Like many astronautic pioneers, he was a keen reader of Science Fiction literature and “in his backyard he experimented with the launching of rockets, single, multiple, loaded with ballast, registering their behaviour in flight, their ascent, more or less straight, and extracting theories from such observations” as his friend Luigi Rossetti reports.
He addressed a letter to the Italian National Center for Research, the historical Accademia dei Lincei and the Italian Society for the Progress of Sciences, underlining analogies between his writings and the experiments being performed in the USA at the time on multiple-stage rockets, spaceships spinning on their axes to create artificial gravity and the development of a solar engine to power spacecraft.
The spacecraft looked very much like an airplane fuselage, with a large disc attached to the forward end with vents which could be opened and closed to modulate thrust.
But actually in Gussalli's spacecraft, the thrust was not supplied by direct solar pressure 'blowing' the spaceship through space, as is envisaged in contemporary studies on a 'solar sail'.

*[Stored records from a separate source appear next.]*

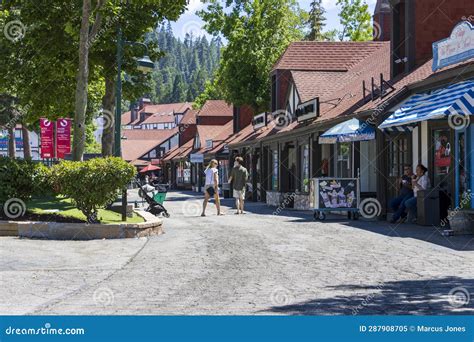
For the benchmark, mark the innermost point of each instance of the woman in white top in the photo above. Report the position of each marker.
(211, 187)
(420, 181)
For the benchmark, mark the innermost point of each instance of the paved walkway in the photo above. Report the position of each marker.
(256, 263)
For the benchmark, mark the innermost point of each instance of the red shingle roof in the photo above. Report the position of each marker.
(325, 56)
(134, 149)
(179, 152)
(158, 135)
(189, 117)
(155, 111)
(216, 108)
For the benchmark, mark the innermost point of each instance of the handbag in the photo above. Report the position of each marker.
(210, 190)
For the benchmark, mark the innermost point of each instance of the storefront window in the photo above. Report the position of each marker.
(275, 167)
(442, 159)
(183, 172)
(398, 156)
(305, 168)
(223, 171)
(344, 160)
(464, 197)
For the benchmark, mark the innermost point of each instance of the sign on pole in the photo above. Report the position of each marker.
(47, 138)
(63, 138)
(197, 158)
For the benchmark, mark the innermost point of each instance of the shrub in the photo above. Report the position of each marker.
(20, 179)
(91, 184)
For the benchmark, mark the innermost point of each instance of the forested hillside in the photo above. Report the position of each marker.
(182, 73)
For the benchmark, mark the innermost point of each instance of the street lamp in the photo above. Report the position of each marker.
(145, 65)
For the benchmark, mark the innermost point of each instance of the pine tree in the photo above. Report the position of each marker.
(178, 93)
(316, 21)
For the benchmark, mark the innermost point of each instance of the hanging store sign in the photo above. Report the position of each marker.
(63, 138)
(47, 138)
(308, 110)
(197, 158)
(259, 121)
(455, 49)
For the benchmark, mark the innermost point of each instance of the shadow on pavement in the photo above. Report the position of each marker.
(429, 234)
(445, 296)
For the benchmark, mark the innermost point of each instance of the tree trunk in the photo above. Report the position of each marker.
(11, 141)
(108, 105)
(26, 142)
(81, 84)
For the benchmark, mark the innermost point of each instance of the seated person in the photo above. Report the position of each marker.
(420, 182)
(406, 192)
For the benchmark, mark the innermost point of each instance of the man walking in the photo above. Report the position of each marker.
(239, 176)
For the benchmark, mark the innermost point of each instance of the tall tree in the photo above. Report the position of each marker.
(257, 32)
(80, 106)
(355, 20)
(316, 21)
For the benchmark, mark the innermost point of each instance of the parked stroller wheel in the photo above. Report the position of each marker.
(316, 215)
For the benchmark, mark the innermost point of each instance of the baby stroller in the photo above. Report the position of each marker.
(154, 196)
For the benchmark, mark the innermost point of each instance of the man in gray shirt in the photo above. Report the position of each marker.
(239, 175)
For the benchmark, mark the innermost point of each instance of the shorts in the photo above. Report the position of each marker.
(239, 194)
(210, 190)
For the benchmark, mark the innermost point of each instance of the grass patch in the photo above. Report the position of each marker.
(47, 206)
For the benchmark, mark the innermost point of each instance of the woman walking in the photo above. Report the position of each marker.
(211, 188)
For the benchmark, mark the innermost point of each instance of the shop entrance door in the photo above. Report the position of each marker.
(442, 167)
(399, 156)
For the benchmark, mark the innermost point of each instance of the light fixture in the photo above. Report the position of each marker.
(145, 64)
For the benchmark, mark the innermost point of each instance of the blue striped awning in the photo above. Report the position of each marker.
(455, 99)
(348, 131)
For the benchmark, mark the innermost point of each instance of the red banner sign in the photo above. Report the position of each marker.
(47, 138)
(63, 138)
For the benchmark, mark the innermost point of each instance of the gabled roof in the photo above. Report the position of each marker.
(326, 56)
(159, 113)
(179, 152)
(189, 117)
(135, 149)
(216, 108)
(158, 135)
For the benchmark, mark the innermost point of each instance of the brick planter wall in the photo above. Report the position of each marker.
(274, 198)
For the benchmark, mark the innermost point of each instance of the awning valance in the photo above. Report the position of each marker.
(348, 131)
(451, 100)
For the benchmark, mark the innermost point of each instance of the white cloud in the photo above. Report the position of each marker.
(194, 5)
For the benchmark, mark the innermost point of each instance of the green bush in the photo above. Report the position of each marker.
(91, 184)
(20, 179)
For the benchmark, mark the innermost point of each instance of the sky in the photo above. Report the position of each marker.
(190, 22)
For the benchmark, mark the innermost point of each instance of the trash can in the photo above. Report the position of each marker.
(428, 207)
(226, 190)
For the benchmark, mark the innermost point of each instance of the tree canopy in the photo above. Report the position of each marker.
(257, 32)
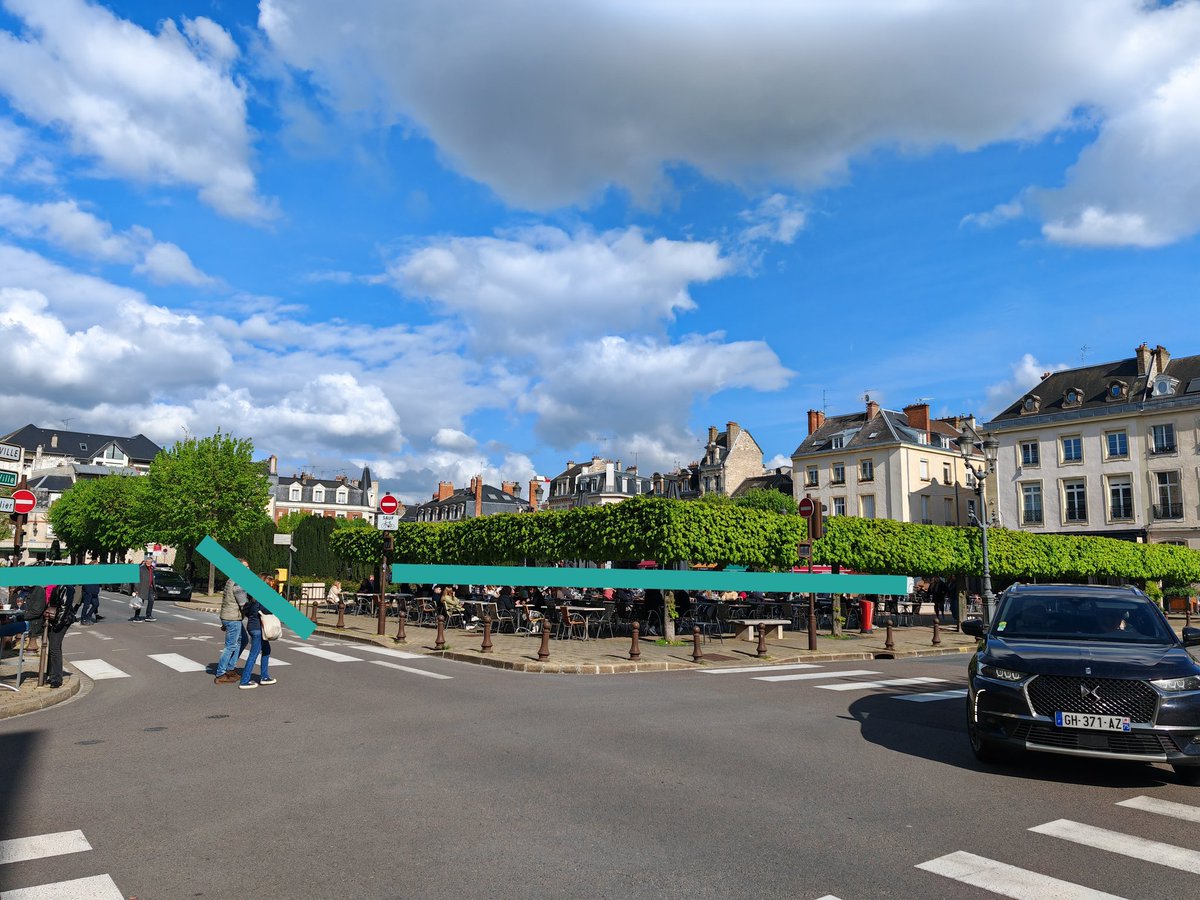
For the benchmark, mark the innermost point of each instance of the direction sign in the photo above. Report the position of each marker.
(23, 502)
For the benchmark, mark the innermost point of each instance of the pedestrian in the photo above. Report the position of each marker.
(145, 592)
(259, 649)
(233, 599)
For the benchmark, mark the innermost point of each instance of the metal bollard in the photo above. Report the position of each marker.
(487, 635)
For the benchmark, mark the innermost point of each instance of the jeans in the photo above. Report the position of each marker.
(233, 646)
(257, 645)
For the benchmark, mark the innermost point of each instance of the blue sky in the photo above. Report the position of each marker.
(451, 238)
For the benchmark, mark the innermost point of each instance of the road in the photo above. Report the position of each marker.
(375, 775)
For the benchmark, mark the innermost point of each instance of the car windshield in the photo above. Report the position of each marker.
(1081, 618)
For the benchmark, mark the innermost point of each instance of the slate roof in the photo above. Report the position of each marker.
(70, 443)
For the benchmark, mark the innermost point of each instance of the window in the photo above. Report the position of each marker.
(1117, 444)
(1031, 504)
(1074, 501)
(1162, 438)
(1170, 498)
(1072, 448)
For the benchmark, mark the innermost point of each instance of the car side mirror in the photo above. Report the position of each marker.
(977, 629)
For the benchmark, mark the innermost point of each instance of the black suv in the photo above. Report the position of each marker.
(1085, 670)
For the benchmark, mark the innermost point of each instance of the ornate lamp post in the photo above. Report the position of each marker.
(981, 473)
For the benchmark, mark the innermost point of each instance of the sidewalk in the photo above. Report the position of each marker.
(611, 655)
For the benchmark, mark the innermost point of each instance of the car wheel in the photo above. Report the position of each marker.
(1188, 774)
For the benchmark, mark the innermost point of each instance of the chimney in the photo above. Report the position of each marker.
(1144, 354)
(918, 417)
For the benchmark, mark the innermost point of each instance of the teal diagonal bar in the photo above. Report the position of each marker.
(42, 575)
(256, 587)
(556, 577)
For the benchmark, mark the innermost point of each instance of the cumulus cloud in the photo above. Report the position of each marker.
(160, 108)
(769, 93)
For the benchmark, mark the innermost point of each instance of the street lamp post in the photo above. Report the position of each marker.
(981, 473)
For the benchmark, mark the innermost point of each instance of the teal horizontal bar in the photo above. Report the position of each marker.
(664, 580)
(41, 575)
(256, 587)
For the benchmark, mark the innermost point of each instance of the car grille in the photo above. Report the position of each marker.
(1097, 696)
(1117, 742)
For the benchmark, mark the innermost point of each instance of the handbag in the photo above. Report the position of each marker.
(273, 629)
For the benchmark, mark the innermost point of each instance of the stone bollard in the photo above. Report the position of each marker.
(487, 635)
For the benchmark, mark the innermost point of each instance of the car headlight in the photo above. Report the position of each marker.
(1191, 683)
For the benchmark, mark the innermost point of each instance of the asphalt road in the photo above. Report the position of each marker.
(371, 777)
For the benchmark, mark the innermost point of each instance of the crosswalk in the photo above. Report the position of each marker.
(846, 679)
(1014, 881)
(42, 846)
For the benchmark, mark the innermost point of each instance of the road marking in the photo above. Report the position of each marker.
(327, 654)
(1008, 880)
(931, 696)
(1164, 808)
(408, 669)
(395, 654)
(868, 685)
(744, 670)
(180, 664)
(97, 887)
(97, 670)
(810, 676)
(21, 850)
(1128, 845)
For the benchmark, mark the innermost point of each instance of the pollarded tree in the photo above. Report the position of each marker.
(205, 487)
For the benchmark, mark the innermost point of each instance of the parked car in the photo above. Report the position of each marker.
(1084, 670)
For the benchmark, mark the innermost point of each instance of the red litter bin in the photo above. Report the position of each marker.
(867, 615)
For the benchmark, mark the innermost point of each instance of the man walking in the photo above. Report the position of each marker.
(233, 599)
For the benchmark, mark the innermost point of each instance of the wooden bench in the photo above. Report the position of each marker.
(745, 628)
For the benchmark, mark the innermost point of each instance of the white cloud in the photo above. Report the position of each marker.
(551, 103)
(154, 108)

The project was rejected as unfeasible by the British Interplanetary Society due to the impossibility of providing the required thrust, as well as by the USA NACA, that pointed out the difficulty of calculating (a) the right size of an efficient sail, (b) the exact amount of the 'dust' to be shot into space, and (c) the dispersion ratio of the particles.
In the same work, Gussalli suggested another innovative method to slow down spaceships on their way back to Earth: the aero-braking, widely used later on in aeronautics and astronautics, well after his time.
Such ideas, even allowing for inevitable mistakes and imprecision in a still computer-less age, show beyond any doubt that he had a 360 degree vision of the matter, anticipating in many ways future discoveries and applications.